Residindo nos Estados Unidos há mais de vinte anos, nunca  presenciei cenário politico interno tão desestimulante como o atual. Fruto dos desempenhos enfadonho do Partido Democrata e pirotécnico do Partido Republicano, esse cenário tornou-se pouco inspirador para aqueles eleitores mais interessados na superação dos problemas nacionais do que nas picuinhas partidárias.

No Congresso, os senadores e deputados republicanos se esmeram em exibir comportamento cujas motivações limitam-se a danificar o funcionamento do governo Obama e ampliar ao máximo as vantagens usufruídas pelas classes sociais privilegiadas. Com constantes ameaças de paralisar a máquina administrativa federal, mediante dispositivos peculiares ao sistema legislativo americano, a ala radical de direita dos parlamentares republicanos tenta bloquear qualquer projeto de lei que não se enquadre 100% em seu apetite, assim como impingir propostas de caráter retrógado, repudiando negociações conciliadoras.

Por outro lado, a acentuada divisão interna do partido vem resultando em fatos como a recente renúncia do presidente da Câmara de Deputados, o republicano moderado John Boehner, e o cômico, se não fosse trágico, elenco de candidatos à Casa Branca. A disputa entre as várias facções impregna de incertezas a hipótese de os republicanos assumirem a presidência. Isto é: qual facção comandaria o país? Talvez a escolha de Paul Ryan como sucessor de John Boehner contribua para o início de entendimento entre os grupos em conflito.

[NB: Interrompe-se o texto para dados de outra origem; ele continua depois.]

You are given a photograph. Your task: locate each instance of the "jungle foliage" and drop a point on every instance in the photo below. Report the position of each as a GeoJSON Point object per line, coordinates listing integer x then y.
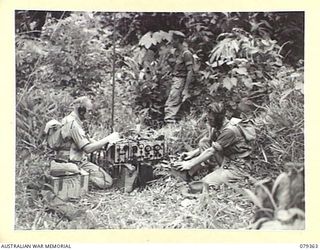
{"type": "Point", "coordinates": [252, 61]}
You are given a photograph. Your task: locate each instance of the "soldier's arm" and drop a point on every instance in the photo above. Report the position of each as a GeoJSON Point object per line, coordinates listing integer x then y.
{"type": "Point", "coordinates": [95, 145]}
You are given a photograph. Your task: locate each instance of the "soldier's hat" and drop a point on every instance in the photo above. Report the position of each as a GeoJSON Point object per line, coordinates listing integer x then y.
{"type": "Point", "coordinates": [176, 33]}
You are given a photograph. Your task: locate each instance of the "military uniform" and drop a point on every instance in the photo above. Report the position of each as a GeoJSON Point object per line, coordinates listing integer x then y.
{"type": "Point", "coordinates": [231, 151]}
{"type": "Point", "coordinates": [180, 71]}
{"type": "Point", "coordinates": [72, 151]}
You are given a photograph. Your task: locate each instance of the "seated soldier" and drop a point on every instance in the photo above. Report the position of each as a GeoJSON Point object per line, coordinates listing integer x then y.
{"type": "Point", "coordinates": [78, 143]}
{"type": "Point", "coordinates": [224, 144]}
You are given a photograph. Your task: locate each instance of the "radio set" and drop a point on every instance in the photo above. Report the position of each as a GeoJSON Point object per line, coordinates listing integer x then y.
{"type": "Point", "coordinates": [131, 151]}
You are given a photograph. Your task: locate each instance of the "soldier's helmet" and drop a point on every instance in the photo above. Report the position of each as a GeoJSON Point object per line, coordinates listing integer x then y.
{"type": "Point", "coordinates": [83, 101]}
{"type": "Point", "coordinates": [216, 108]}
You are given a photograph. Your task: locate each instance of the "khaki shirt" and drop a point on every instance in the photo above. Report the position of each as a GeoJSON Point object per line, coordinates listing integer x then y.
{"type": "Point", "coordinates": [183, 59]}
{"type": "Point", "coordinates": [74, 134]}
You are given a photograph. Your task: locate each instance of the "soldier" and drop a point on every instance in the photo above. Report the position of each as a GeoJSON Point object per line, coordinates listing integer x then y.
{"type": "Point", "coordinates": [182, 77]}
{"type": "Point", "coordinates": [77, 143]}
{"type": "Point", "coordinates": [225, 145]}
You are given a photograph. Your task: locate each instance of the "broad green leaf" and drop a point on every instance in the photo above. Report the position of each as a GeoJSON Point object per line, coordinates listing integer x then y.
{"type": "Point", "coordinates": [229, 82]}
{"type": "Point", "coordinates": [213, 88]}
{"type": "Point", "coordinates": [241, 71]}
{"type": "Point", "coordinates": [299, 86]}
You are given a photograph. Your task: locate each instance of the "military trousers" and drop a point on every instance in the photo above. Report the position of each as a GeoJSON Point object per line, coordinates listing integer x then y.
{"type": "Point", "coordinates": [174, 101]}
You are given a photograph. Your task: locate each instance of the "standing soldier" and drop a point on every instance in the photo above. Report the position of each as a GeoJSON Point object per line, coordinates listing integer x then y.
{"type": "Point", "coordinates": [182, 77]}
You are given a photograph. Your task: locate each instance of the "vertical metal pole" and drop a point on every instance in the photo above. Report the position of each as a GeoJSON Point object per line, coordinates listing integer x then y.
{"type": "Point", "coordinates": [113, 70]}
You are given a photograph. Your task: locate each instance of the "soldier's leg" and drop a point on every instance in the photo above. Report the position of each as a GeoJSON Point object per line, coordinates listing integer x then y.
{"type": "Point", "coordinates": [174, 100]}
{"type": "Point", "coordinates": [220, 176]}
{"type": "Point", "coordinates": [98, 176]}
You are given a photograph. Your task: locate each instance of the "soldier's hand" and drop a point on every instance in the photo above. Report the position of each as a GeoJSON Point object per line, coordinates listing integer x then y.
{"type": "Point", "coordinates": [185, 156]}
{"type": "Point", "coordinates": [114, 137]}
{"type": "Point", "coordinates": [183, 165]}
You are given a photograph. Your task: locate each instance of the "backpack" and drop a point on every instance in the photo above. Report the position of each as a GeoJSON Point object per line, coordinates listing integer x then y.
{"type": "Point", "coordinates": [245, 128]}
{"type": "Point", "coordinates": [53, 130]}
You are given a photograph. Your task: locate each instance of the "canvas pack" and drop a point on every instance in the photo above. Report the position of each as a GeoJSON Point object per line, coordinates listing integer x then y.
{"type": "Point", "coordinates": [70, 187]}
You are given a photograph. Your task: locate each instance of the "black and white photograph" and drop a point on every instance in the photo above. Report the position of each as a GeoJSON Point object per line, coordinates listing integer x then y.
{"type": "Point", "coordinates": [159, 120]}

No lado do Partido Democrata o panorama tampouco é digno de euforia. Além de terem atuado de forma decepcionante como oposição a George Bush, os democratas até recentemente vinham titubeando no patrocínio a iniciativas visando maior equidade social, proteção ambiental e outros itens básicos da antiga candidatura Obama à presidência. Desprovidos de uma bandeira  empolgante, tornaram-se minoria no congresso e perderam vários governos estaduais. Até agora não surgiu uma nova safra de lideranças capazes de promover, em curto prazo, a recuperação eleitoral do partido nas diversas  esferas de poder.

Antes do primeiro debate televisionado entre seus candidatos à presidência, ocorrido em 13 de outubro, parecia provável que se mantivessem a Casa Branca seria devido à debilidade do candidato oponente, do Partido Republicano. Até então prevalecia a crença de que o dilema dos democratas consistia na carência de alternativas à Hillary Clinton. Apesar do brilho de seu nome ofuscar as chances de outros pretendentes dentro do partido, a verdade é que grande parte dos americanos sentia-se cansada de sua longa presença na ribalta. Porém, o mencionado debate revigorou a candidatura Hillary e revelou ser difícil encontrar alguém mais bem preparado para comandar o país. O outro concorrente democrata mais em destaque, senador Bernie Sanders, arrebata multidões às suas apresentações e pratica um discurso atraente, mas é impensável a possibilidade de um declarado socialista com mais de setenta anos ser eleito presidente.

A despeito da pouco entusiasmante conjuntura partidária, acredito que a médio e longo prazo uma promissora geração de políticos emergirá, desalojando o ranço radical da direita conservadora, assim como atribuindo maior substância à esquerda liberal. Essa crença provém de fatores tais como a demonstração de lucidez social entre os universitários e as crescentes curiosidade intelectual e mentalidade empreendedora da juventude americana em geral. Esses dois fatores induzem um processo de inovação no organismo político-econômico americano, com múltiplos impactos positivos sobre o futuro dos Estados Unidos.